Mafi via Digitalmars-d digitalmars-d at puremagic.com
Fri Jun 5 09:42:25 PDT 2015


On Friday, 5 June 2015 at 16:26:34 UTC, ketmar wrote:
> On Fri, 05 Jun 2015 15:17:50 +0000, Mafi wrote:
>
>> auto int x  = 10;
>> 
>> should work. It's just consistent.
>
> then `auto auto` should work too. it's a "declaration mark" + 
> "storage
> class".

Well, no. Any storage class marks a declaration just by itself. 
You don't use it as a "declaration mark" or "storage class", just 
use a storage class which definitely declares something new. See 
also http://dlang.org/declaration.html

A declaration is either <StorageClasses(opt) BasicType 
Declarators> or <AutoDeclaration>. An AutoDeclaration is the one 
with type inference.

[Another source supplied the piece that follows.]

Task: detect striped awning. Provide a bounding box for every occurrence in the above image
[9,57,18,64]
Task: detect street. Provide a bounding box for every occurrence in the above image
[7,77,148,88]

And it is marked by any storage class, not 
just auto (http://dlang.org/declaration.html#AutoDeclaration): 
<StorageClasses AutoDeclarationX>. Well admittently 
http://dlang.org/declaration.html#StorageClass does not feature 
'auto' as a storage class but this must be an error because the 
description of AutoDeclaration uses 'auto' in the place of 
StorageClasses.

It is just about grammar. A declaration needs a type, a storage 
class or both to not be mistaken for a statement with an assign 
expression. You use the 'auto' storage class so the statement 
cannot possibly be an expression when leaving out the type and 
not using any meaningful storage class.